Automated detection and classification of osteolytic lesions in panoramic radiographs using CNNs and vision transformers.
Authors
Affiliations (6)
Affiliations (6)
- Department of Oral and Maxillofacial Surgery, Radboud University Medical Center, P.O. Box 9101, Nijmegen, 6500 HB, the Netherlands.
- Department of Oral and Maxillofacial Surgery, Charité - Universitätsmedizin Berlin, corporate member of Freie Universität Berlin and Humboldt Universität zu Berlin, Augustenburger Platz 1, Berlin, 13353, Germany.
- Department of Hand, Plastic and Reconstructive Surgery, BG Trauma Center Ludwigshafen, University of Heidelberg, Burn CenterLudwig-Guttmann-Strasse 13, Ludwigshafen, 67071, Germany.
- Department of Oral and Maxillofacial Surgery, University Medical Centre, Johannes Gutenberg University Mainz, Augustusplatz 2, Mainz, 55131, Germany.
- Department of Dentistry, Faculty of Medicine and Dentistry, Danube Private University, Steiner Landstrasse 124, Krems an Der Donau, 3500, Austria.

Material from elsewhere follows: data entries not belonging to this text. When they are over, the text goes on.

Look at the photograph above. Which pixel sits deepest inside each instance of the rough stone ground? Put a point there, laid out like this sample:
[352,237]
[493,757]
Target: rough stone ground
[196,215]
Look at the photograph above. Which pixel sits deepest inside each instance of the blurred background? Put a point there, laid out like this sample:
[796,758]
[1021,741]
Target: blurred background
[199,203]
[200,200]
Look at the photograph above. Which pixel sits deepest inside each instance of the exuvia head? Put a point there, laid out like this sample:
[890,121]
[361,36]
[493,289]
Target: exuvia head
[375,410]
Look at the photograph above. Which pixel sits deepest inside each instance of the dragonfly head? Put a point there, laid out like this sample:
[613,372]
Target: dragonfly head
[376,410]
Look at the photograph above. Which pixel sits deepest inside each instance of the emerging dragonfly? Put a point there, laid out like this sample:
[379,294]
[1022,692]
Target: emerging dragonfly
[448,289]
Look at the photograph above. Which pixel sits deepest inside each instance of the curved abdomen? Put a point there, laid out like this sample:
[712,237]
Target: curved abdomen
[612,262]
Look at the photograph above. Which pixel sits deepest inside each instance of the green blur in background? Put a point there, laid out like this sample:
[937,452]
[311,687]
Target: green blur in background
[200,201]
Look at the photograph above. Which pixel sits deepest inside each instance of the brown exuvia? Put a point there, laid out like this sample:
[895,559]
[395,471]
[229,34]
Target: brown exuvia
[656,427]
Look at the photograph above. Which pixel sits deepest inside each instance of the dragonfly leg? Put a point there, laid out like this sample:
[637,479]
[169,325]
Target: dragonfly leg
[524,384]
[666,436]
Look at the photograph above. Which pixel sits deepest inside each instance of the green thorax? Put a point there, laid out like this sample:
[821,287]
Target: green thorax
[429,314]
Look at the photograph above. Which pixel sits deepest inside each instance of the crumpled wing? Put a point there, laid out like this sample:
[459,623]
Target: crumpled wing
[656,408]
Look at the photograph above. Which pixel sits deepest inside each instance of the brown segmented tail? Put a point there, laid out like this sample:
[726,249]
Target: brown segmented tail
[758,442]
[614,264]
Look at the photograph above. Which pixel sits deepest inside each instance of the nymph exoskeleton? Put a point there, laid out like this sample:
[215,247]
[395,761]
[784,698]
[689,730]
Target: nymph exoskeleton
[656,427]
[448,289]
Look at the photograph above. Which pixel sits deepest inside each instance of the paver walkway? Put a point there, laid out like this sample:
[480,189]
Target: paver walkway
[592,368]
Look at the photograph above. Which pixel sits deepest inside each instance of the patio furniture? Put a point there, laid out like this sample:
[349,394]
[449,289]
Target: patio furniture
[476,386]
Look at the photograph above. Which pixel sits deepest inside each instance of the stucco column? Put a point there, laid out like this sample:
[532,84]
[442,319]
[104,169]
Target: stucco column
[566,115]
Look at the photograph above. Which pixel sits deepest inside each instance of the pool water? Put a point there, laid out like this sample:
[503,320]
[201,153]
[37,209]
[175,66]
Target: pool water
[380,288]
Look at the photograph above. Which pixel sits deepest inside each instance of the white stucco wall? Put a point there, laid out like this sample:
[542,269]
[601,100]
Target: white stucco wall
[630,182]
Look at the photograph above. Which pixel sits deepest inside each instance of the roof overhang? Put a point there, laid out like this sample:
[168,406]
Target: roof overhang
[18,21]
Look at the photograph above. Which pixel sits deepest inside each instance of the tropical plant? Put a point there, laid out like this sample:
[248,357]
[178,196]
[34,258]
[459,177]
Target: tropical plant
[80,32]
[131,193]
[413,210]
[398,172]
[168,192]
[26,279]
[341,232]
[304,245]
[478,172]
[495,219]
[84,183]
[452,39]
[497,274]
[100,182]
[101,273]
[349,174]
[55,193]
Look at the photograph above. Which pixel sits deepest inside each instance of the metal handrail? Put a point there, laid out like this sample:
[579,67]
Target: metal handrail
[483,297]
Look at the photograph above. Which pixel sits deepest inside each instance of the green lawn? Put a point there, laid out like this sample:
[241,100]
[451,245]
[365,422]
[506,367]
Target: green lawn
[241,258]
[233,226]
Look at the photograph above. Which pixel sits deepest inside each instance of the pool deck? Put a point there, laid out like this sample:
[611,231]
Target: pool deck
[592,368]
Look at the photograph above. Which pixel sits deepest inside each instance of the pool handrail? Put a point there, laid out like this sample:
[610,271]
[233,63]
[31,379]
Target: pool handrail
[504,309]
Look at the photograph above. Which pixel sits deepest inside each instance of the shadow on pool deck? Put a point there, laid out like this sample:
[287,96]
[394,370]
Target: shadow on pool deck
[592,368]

- Department of Oral and Maxillofacial Surgery, Charité - Universitätsmedizin Berlin, corporate member of Freie Universität Berlin and Humboldt Universität zu Berlin, Augustenburger Platz 1, Berlin, 13353, Germany. [email protected].
Abstract
Diseases underlying osteolytic lesions in jaws are characterized by the absorption of bone tissue and are often asymptomatic, delaying their diagnosis. Well-defined lesions (benign cyst-like lesions) and ill-defined lesions (osteomyelitis or malignancy) can be detected early in a panoramic radiograph (PR) by an experienced examiner, but most dentists lack appropriate training. To support dentists, this study aimed to develop and evaluate deep learning models for the detection of osteolytic lesions in PRs. A dataset of 676 PRs (165 well-defined, 181 ill-defined, 330 control) was collected from the Department of Oral and Maxillofacial Surgery at Charité Berlin, Germany. The osteolytic lesions were pixel-wise segmented and labeled as well-defined or ill-defined. Four model architectures for instance segmentation (Mask R-CNN with a Swin-Tiny or ResNet-50 backbone, Mask DINO, and YOLOv5) were employed with five-fold cross-validation. Their effectiveness was evaluated with sensitivity, specificity, F1-score, and AUC and failure cases were shown. Mask R-CNN with a Swin-Tiny backbone was most effective (well-defined F1 = 0.784, AUC = 0.881; ill-defined F1 = 0.904, AUC = 0.971) and the model architectures including vision transformer components were more effective than those without. Model mistakes were observed around the maxillary sinus, at tooth extraction sites, and for radiolucent bands. Promising deep learning models were developed for the detection of osteolytic lesions in PRs, particularly those with vision transformer components (Mask R-CNN with Swin-Tiny and Mask DINO). These results underline the potential of vision transformers for enhancing the automated detection of osteolytic lesions, offering a significant improvement over traditional deep learning models.